Fixer-Upper Relationships – What You Need to Know!
What area do you want to live?
How much do you want to spend?
And how much work are you willing to do?
Those are usually the first three questions a real estate agent asks a person in the market for a new house. And perhaps the response to the last is the most telling.
Some people look at house that has some functional deficits or is in need of a complete overhaul as chance to create what they what. A challenge, yes. But also an opportunity.
Others want to move into a ready-made house. Open door, insert family. Perhaps because of limitations of time, money or skill, they are reticent to consider a property in need of renovation to bring it up to their expectations.
Those in the second group usually get their wish at first. They find something brand new and stylish or luck into finding and falling in love with the renovations that previous tenants have undertaken.They quickly add the finishing touches that make the house a home and settle in. And for a time, all is well.
It happens gradually. The AC goes on the fritz. The paint colors no longer inspire. The wood floors start to show some wear and practically beg to be refinished. A passing storm pummels the roof, leaving tears in the once tightly-locked shingles. Or maybe it’s less the structure and more the space. That inconsequential guest bathroom is no longer large enough once the kids arrive. You find yourself cursing that awkward corner in the kitchen.
The house that was once move-in ready has started to demand attention.
To need fixing.
For those that truly fear repair, they may use this as an opportunity to leave the old house and find a new and perfect one.
For those that fear change, they may simply turn a blind eye to the house and ignore its needs (as well as their own).
And the others? They begin to see that at some point and in some ways, every house is a fixer-upper. And that rather than trying to find the perfect house, it’s more about finding the house whose quirks are permissible and putting in some elbow grease to make the rest shine.
Those same contrasting viewpoints follow into the dating world.
Some people are looking for that perfect person with an expectation that if it’s right, it will just work. No effort required. Any sign of cracks or peeling paint is seen as a problem and may result in a new search or a blind eye turned.
I had that view the first time around. And it made any discord or disagreement a very scary thing. A potentially fatal flaw in the foundation. While dating, I first looked for move-in ready men, those that seemed to have all their cobwebs dusted and scuff marks polished.
They never lasted.
What I only realized later is that every single relationship falls into the fixer-upper category.
That’s right. There is no such thing as a move-in ready relationship.
Because even those people that appear perfect on the surface have flaws just below. Every person has areas where you will be easily compatible and those where you will have to figure some things out. Just like how you figured out how to finally utilize that awkward corner in the kitchen. Every person brings their own childhood issues to the table and sometimes they will come to the forefront.
We are all fixer-uppers.
We are always fixer-uppers.
That’s not a flaw; it’s an opportunity.
And the opportunities are multiplied when those two fixer-uppers move in together.

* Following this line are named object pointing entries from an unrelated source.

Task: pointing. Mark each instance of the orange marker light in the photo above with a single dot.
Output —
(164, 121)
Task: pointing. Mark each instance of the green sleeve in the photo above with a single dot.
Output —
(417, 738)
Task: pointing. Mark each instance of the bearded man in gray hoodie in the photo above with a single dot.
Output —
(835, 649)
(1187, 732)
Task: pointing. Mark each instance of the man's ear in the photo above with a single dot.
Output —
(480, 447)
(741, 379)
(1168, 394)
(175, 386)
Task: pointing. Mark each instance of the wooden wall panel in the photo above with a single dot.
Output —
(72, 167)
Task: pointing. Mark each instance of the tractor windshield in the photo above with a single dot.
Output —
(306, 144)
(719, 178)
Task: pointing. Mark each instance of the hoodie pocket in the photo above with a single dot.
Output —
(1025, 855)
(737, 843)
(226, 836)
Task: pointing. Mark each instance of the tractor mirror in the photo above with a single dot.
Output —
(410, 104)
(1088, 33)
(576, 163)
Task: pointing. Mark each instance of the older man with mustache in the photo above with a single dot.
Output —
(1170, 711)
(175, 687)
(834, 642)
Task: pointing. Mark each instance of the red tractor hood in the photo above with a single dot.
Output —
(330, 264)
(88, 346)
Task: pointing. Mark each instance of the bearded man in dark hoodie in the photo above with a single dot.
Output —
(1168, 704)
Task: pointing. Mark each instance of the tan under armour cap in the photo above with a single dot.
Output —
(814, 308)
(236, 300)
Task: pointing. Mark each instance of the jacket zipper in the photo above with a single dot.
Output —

Every relationship will face wear and tear and require some elbow grease. Every partnership will be tested and may require occasional reinforcement. There will be times when you feel hemmed in by the walls and other times when they feel comfortable and cozy and welcoming.
It’s about choosing the one whose flaws you can live with and learning how to make the rest shine. It’s about going in with realistic expectations that everything changes over time. It’s about maintaining perspective during those stints when everything seems to be breaking down and expressing appreciation when it goes well. It’s about learning together, trying and trying something new when that doesn’t work. It’s about learning to tell the difference between do-it-yourself repairs, those that require a professional and those that signal that it should be condemned.
And it’s about choosing every day to put in the effort. To build. And rebuild.